A floater is one of the best and most effective shots for getting your shot over taller defenders.
It is also one of the best shots off a pick and roll and when you are driving to the basket.
While the floater has become a modern staple of today's NBA and basketball as a whole it is still a shot many players have a hard time mastering and perfecting.
In this article, I will be going over a few simple tricks and tips you can use to shoot the floater at a higher percentage, while also making you feel more comfortable shooting these shots in a competitive game.
1. Knowing When To Take The Floater
The floater is a shot that should not be taken all the time. The floater in most cases is something you should shoot when your momentum is going toward the basket and you do not have enough room to take a pull-up jump shot.
Examples of when to take a floater
Pick and Rolls- A pick and roll is a great time to take a floater because this is a situation where your momentum is moving forward and your defender is likely trailing you on the play.
Trae Young is an excellent example of someone who uses the floater very effectively in the pick and roll situation.
2. Understanding Momentum
One of the hardest parts about shooting the floater is trying to get a touch on the basketball while your body is moving towards the hoop.
One way of perfecting this is by putting a little less force on the ball while your body is moving toward the hoop. This is so your body's momentum can carry the ball instead of your arm doing all of the work.
Another thing you can do is trying to use the backboard in these types of situations. This is because using the backboard will give you a little more leeway if you do overshoot your floater.
2. Developing Touch
No doubt the floater might be arguably one of the toughest shots in basketball due to the amount of touch it requires from a player.
A great way to develop touch around the rim is by getting a proper arch on the basketball. This will allow you to put more of that energy into the height of the ball instead of the distance so you do not overshoot your shot.
One easy technique you can use with your ach is by making sure to extend your elbow up and above your head. By extending your elbow you can then change the angle at which you shoot which should allow for more arch on your shot.
3. Have A Target
This is a simple tip I give to any player that I work with regardless of if it is a 3 point shot or a layup.
Having a target is not just about looking or aiming at the basket. One thing a lot of great shooters do is focus on one point on the rim. This could be the front of the rim or certain metals attached to the basket you are playing on.
Having a specific point you're re aiming at can help you get out of your own head and allow your instincts and body to take over without having any other thoughts messing up the rhythm of your shot.
4. Practice Under Different Circumstances
One of the biggest mistakes I see athletes making when they are practicing this shot is either going too slow or practicing the same type of shot over and over.
You must understand the floater is a type of shot that will vary widely in games. For example, sometimes you are going to be going very fast and having to shoot over taller defenders. Other times you are going to be at a slower pace and might have to get less arch on your shot.

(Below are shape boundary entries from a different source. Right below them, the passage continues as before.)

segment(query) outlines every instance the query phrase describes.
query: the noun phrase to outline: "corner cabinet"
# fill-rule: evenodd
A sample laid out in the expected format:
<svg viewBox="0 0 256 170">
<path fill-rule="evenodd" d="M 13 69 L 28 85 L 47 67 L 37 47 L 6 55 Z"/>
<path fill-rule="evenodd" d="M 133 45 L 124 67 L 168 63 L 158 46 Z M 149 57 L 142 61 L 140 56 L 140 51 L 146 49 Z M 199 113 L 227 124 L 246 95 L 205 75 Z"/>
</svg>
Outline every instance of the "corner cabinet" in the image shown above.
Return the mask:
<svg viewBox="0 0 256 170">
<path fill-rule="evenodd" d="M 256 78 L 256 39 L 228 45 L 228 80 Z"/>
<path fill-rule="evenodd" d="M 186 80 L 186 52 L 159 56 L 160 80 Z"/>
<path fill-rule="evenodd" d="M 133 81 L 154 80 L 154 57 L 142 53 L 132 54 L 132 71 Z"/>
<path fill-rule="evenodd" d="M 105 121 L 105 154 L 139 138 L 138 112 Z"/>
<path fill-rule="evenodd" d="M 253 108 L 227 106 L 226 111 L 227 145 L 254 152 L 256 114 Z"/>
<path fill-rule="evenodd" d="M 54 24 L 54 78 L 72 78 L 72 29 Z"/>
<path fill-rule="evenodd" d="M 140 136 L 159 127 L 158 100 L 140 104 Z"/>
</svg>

If you want to be able to shoot under any type of circumstances then your practice needs to reflect this.
5. Know Which Floater Is Best For You
Many players when thinking about this type of shot tend to think about the typical 1 foot leaning floater you see from guys like Trae Young Or Luka Donic.
And while this floater is a great option for many players I do not want you to feel obligated to shoot this way if it is not comfortable for you.
Remember a floater is a style of shot just like any other type of shot in basketball you do not always have to have the exact same variant.
So my best advice is to practice and see what your body naturally likes to do and then get as many reps with that as possible. As long as it allows you to get off your shot quickly and effectively over opposing defenders.
6. Square Up
This is a tip I give to many players who struggle with their percentages and consistency.
Remember I cannot stress this enough just because a type of shot might seem different than a regular jump shot does not mean basic fundamentals go out the window.
To square up effectively on almost all shots you still need to have your shooting shoulder aligned to the rim.
Many players and coaches call this the turn. The turn can be very tough on a floater simply because most players are going to be driving straight to the basket on their drives.
To counteract this try turning your shooting shoulder and squaring up right before you are about to take your shot.
Frequently Asked Question
Question: Should you flick your wrist when shooting a floater?
Answer: While I believe every player should do what they feel comfortable with. On a floater, I find it is very hard for players to get the most amount of control and touch when they flick their wrist due to the amount of forwarding momentum they are experiencing.
But this does not apply to all floaters. For example on a two-foot floater where a player is stopping or slowing down, flicking your wrist can help you gain more control and allow you to get the proper rotation.
Question: How do you know whether to take a floater or drive in for a layup.
Answer: A great way this is by seeing if your defender in front of you is in a better defensive position, or if they are much bigger and more athletic than you.
I am not saying you should not look to attack just because your defender is bigger or more athletic. But what I am saying is that you should always know yourself and figure out in your head what is a higher percentage option for you at that time.
The floater is one of the most practical and easiest ways to score in today's basketball.
This is why almost all players of any level and height should look to develop this important shot.
I hope this article helped give you some useful tips and tricks to perfect and master the floater.
As always thank you for reading and keep hooping my friends.